The importance of beta-chemokines (or CC chemokine ligands - CCL) in the development of inflammatory lesions in the central nervous system of patients with multiple sclerosis and rodents with experimental allergic encephalomyelitis is strongly supported by descriptive studies and experimental models. Our recent genetic scans in families identified haplotypes in the genes of CCL2, CCL3 and CCL11-CCL8-CCL13 which showed association with multiple sclerosis. Complementing the genetic associations, we also detected a distinct regional expression regulation for CCL2, CCL7 and CCL8 in correlation with chronic inflammation in multiple sclerosis brains. These observations are in consensus with previous studies, and add new data to support the involvement of CCL2, CCL7, CCL8 and CCL3 in the development of inflammatory demyelination. Along with our own data, here we review the literature implicating CCLs and their receptors (CCRs) in multiple sclerosis and experimental allergic encephalomyelitis. The survey reflects that the field is in a rapid expansion, and highlights some of the pathways which might be suitable to pharmaceutical interventions.

Figure 1

Interaction between CCL and CCR molecules at the blood-brain barrier. This figure depicts CCL-CCR interactions at the BBB (endothelial cells and astrocytic processes) interfacing a venule and the CNS. CCL molecules (most prominently CCL2, CCL3, CCL7 and CCL8, but also CCL1, CCL4, CCL19 and CCL21) are produced by residential microglia, astrocytes and endothelial cells throughout the course of lesion development, and by infiltrating MNCs (CCL5) during late phases of plaque formation, and attract functionally different subsets of monocytes / macrophages, dendritic cells and T lymphocytes from the circulation via the BBB into the CNS. The temporal and spatial regulation of molecular events, the association of distinct CCR molecules with different histological subtypes of demyelination and the involvement of different CCL-CCR interactions in T cell polarization are detailed in the text.
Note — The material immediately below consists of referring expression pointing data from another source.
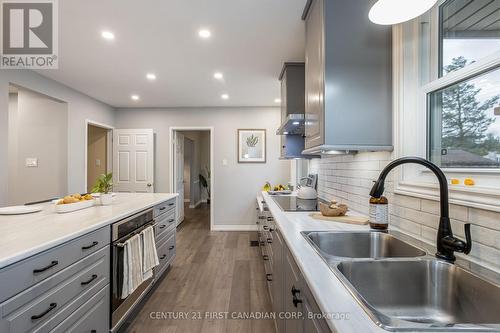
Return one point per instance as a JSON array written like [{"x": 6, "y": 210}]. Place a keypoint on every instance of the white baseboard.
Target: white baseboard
[{"x": 235, "y": 227}]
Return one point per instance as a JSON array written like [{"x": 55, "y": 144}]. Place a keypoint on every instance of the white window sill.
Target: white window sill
[{"x": 481, "y": 197}]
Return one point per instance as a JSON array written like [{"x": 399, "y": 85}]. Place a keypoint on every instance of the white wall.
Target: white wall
[
  {"x": 235, "y": 184},
  {"x": 80, "y": 107},
  {"x": 37, "y": 129}
]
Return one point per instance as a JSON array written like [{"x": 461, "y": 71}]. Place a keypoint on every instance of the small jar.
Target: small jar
[{"x": 379, "y": 213}]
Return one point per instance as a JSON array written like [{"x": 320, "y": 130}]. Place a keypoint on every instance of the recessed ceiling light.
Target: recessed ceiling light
[
  {"x": 204, "y": 33},
  {"x": 387, "y": 12},
  {"x": 108, "y": 35}
]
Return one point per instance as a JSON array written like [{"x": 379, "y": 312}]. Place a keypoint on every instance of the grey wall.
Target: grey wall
[
  {"x": 37, "y": 129},
  {"x": 235, "y": 184},
  {"x": 80, "y": 107}
]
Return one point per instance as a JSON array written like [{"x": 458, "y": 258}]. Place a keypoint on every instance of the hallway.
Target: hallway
[{"x": 213, "y": 272}]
Here we illustrate in a simplified and cross-sectional manner the main groups of interacting receptors on various hematogenous cells and ligands released by residential immune cells of the CNS or by components of the BBB. Group A of receptors and ligands expressed by and acting on monocytes / macrophages, respectively: CCR1 / CCR2 / CCR3-CCL7, CCR2-CCL2, CCR3-CCL8, CCR4-CCL22; Group B of receptors and ligands expressed by and acting on dendritic cells, respectively: CCR4-CCL22, CCR6-CCL20, CCR7-CCL19 / CCL21; Group C of receptors and ligands expressed by and acting on T lymphocyes, respectively: CCR1-CCL3 / CCL5, CCR2-CCL2, CCR4-CCL22, CCR5-CCL3 / CCL4 / CCL5, CCR7-CCL19 / CCL21, CCR8-CCL1.